What I initially came up with is:

        constexpr auto getBar = overload(
            [](auto& foo) -> decltype(auto) { return (foo.bar); },
            [](auto const& foo) -> decltype(auto) { return (foo.bar); },
            [](auto&& foo) -> auto { return foo.bar; }
        );

(-> auto is redundant, but I think it's informative in this context.)

My reasoning was as follows.

I need this getBar to behave differently for the different value categories, so it's a good idea to write it as an overload set; for this purpose I'm using boost::hana::overload.

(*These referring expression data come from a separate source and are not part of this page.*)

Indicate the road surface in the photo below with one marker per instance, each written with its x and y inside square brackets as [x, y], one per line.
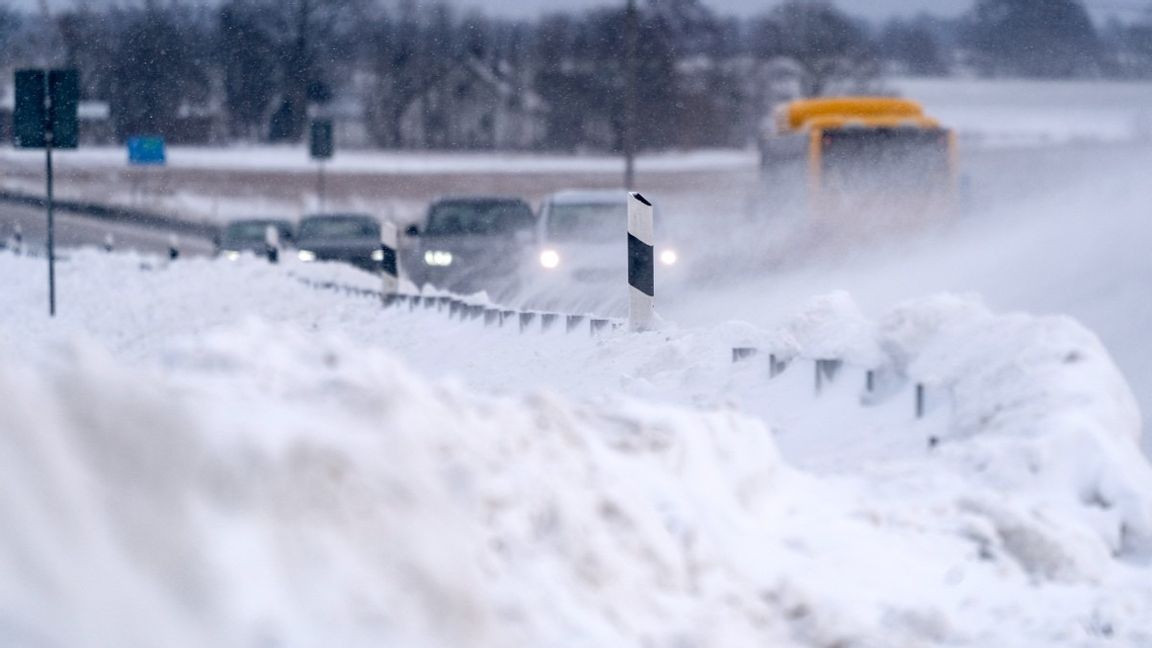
[77, 231]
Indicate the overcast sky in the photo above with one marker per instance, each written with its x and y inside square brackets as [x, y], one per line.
[877, 9]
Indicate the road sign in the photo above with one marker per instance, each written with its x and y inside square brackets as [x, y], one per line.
[146, 150]
[30, 113]
[35, 117]
[45, 118]
[63, 89]
[321, 140]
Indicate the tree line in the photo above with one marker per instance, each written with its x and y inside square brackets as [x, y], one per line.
[419, 75]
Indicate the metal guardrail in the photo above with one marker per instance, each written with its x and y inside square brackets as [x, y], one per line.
[115, 213]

However I'm not sure the solution I found it's minimal (assuming it is sufficient).

For instance,

• Given one of the overloads given I've overloaded on auto&/auto const&/auto&&, the latter will only catch rvalues, so in the other two cases I know I want to return a reference, so I could return -> auto& and -> auto const& instead of decltype(auto) and even remove the parenthesis from the returned expression:

      constexpr auto getBar = overload(
          [](auto& foo) -> auto& { return foo.bar; },
          [](auto const& foo) -> auto const& { return foo.bar; },
          [](auto&& foo) -> auto { return foo.bar; }
      );
  

• At this, point, though, I don't think I need two overloads (auto&) -> auto&/(auto const&) -> auto const&, because the former will naturally resolve to the latter when fed with a const expression, so I think I could go for this:

      constexpr auto getBar = overload(
          [](auto& foo) -> auto& { return foo.bar; },
          [](auto&& foo) -> auto { return foo.bar; }
      );
  

But I don't see a way to simplify it further, at the moment.

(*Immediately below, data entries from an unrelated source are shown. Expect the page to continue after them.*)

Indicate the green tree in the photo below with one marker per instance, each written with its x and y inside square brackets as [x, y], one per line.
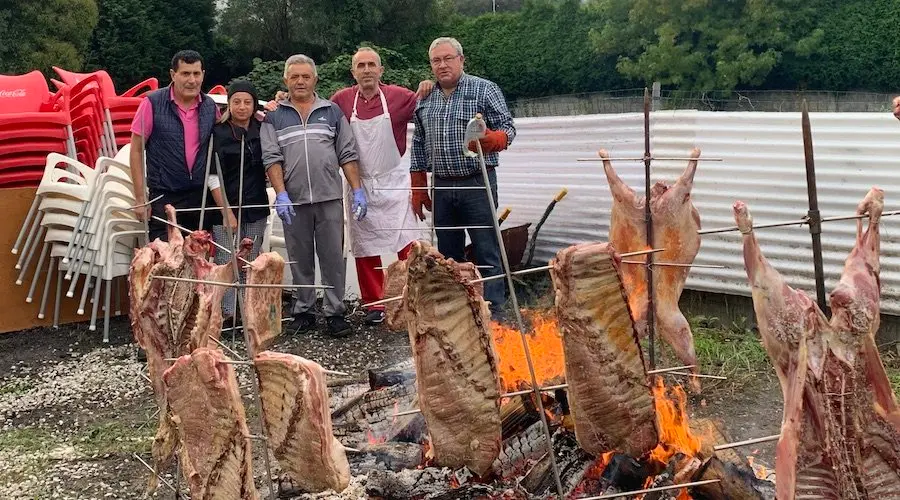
[39, 35]
[267, 76]
[275, 29]
[705, 44]
[542, 50]
[135, 39]
[859, 50]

Here are my attempts to test it:

#include<assert.h>
#include<boost/hana/functional/overload.hpp>

struct Foo {
    int bar{};
    ~Foo() {
        bar = -1;
    }
};

int main() {
    {
        constexpr auto getBar = overload(
            [](auto&& foo) -> auto { return foo.bar; },
            [](auto& foo) -> auto& { return foo.bar; }
        );
        {
            Foo foo{3};
            assert(&getBar(foo) == &foo.bar);
            assert(getBar(foo) == 3);

            foo.bar = 4;
            assert(foo.bar == 4);
            assert(getBar(foo) == 4);

            getBar(foo) = 5;
            assert(foo.bar == 5);
            assert(getBar(foo) == 5);
        }
        {
            Foo const foo{3};
            assert(&getBar(foo) == &foo.bar);
            assert(getBar(foo) == 3);

            //foo.bar = 3;     // Expectedly fails to compile.
            //getBar(foo) = 3; // Expectedly fails to compile.
        }
        {
            auto const& foobar = getBar(Foo{3});
            assert(foobar == 3);
            //foobar = 5; // Expectedly fails to compile.
        }
        {
            //auto& foobar = getBar(Foo{3}); // Expectedly fails to compile.
            //auto& foobar = Foo{3}.bar;     // Expectedly fails to compile.
        }
    }
}

Answer 1

Well, for minimal work:

const auto getBar = std::mem_fn(&Foo::bar);

This particular use case appears to do what you want. In C++20, it was upgraded to be constexpr, but that might or might not be available. Unlike the other question, which has overloadable member functions, a member variable isn't ambiguous. So I would fall back to the above.